Performance

Benchmarks, optimization strategies, and performance characteristics

4 min read 827 words

Measured Performance (2025-10-12)

Python 3.14 Build Rates (recommended):

Pages Full Build Pages/sec Python Incremental Speedup
1,000 3.90s 256 pps 3.14 ~0.5s ~6x
1,000 4.86s 206 pps 3.12 ~0.5s ~10x

Python 3.14t Free-Threading (optional, maximum performance):

Pages Full Build Pages/sec Python Incremental Speedup
1,000 2.68s 373 pps 3.14t ~0.5s ~5x

Legacy Python Build Rates:

Pages Full Build Pages/sec Incremental Speedup
394 3.3s 119 pps 0.18s 18x
1,000 ~10s 100 pps ~0.5s ~20x
10,000 ~100s 100 pps ~2s ~50x

Python 3.14 Performance Impact:

  • 24% speedup over Python 3.12 (256 pps vs 206 pps)
  • Better JIT compilation and memory management
  • Production-ready with full ecosystem support

Python 3.14t Free-Threading (optional):

  • 81% speedup over Python 3.12 (373 pps vs 206 pps)
  • True parallel rendering without GIL bottlenecks
  • Requires separate build, some dependencies may not work

Comparison with Other SSGs:

  • Hugo (Go): ~1000 pps — 4x faster (compiled language)
  • Eleventy (Node.js): ~200 pps — Bengal 3.14 is 28% faster
  • Bengal (Python 3.14): ~256 pps — Fastest Python SSG
  • Bengal (Python 3.14t): ~373 pps — With free-threading
  • Jekyll (Ruby): ~50 pps — 5x slower (single-threaded)

Reality Check:

  • Fast enough for 1K-10K page documentation sites
  • Incremental builds are genuinely 15-50x faster
  • Python 3.14 makes Bengal competitive with Node.js SSGs
  • Validated at 1K-10K pages
  • Production-ready with all dependencies working

Current Optimizations

  1. Parallel Processing

    • Pages, assets, and post-processing tasks run concurrently
    • Configurable viabuild.parallelsetting
    • Impact: 2-4x speedup on multi-core systems
  2. Incremental Builds

    • Only rebuild changed files
    • Dependency tracking detects affected pages
    • Impact: 15-50x speedup for single-file changes (validated at 1K-10K pages)
  3. Page Subset Caching (Added 2025-10-12, Completed 2025-10-18)

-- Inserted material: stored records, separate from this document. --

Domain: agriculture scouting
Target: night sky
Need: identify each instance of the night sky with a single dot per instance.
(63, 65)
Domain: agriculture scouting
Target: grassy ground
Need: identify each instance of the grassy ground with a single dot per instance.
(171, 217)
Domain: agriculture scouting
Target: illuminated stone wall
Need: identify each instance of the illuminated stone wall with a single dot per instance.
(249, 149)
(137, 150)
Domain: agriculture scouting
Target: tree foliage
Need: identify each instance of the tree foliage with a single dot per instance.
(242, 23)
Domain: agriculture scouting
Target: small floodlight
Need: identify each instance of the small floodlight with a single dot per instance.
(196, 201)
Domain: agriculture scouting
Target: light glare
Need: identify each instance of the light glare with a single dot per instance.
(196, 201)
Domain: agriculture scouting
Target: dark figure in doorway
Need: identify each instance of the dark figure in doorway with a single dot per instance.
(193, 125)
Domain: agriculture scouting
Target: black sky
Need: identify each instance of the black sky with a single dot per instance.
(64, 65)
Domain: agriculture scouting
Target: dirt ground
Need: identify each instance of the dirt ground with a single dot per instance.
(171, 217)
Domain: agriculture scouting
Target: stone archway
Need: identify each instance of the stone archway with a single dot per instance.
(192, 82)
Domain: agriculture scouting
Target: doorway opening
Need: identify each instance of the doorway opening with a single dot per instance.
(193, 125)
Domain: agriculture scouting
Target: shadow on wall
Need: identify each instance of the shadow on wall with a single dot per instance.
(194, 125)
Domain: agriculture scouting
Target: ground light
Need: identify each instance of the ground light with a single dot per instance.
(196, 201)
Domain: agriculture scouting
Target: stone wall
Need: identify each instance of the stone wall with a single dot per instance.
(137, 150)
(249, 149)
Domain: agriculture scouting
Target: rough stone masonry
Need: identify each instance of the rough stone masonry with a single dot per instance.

    • Site.regular_pages- cached content pages
    • Site.generated_pages- cached generated pages
    • Impact: 75% reduction in equality checks (446K → 112K at 400 pages)
    • Status: ✅ All code paths now use cached properties
  4. Smart Thresholds

    • Automatic detection of when parallelism is beneficial
    • Impact: Avoids overhead for small sites
  5. Efficient File I/O

    • Thread-safe concurrent file operations
    • Impact: Minimal wait time for I/O
  6. Build Cache

    • Persists file hashes and dependencies between builds
    • Parsed Markdown AST cached
    • Impact: Enables fast incremental builds
  7. Zstandard Cache Compression (Added 2025-12)

    • All cache files compressed with Zstd (PEP 784)
    • 92-93% size reduction (1.6MB → 100KB)
    • 12-14x compression ratio
    • Impact: 10x faster cache I/O, 16x smaller CI/CD cache transfers
  8. Template Caching (Enhanced 2025-11-01)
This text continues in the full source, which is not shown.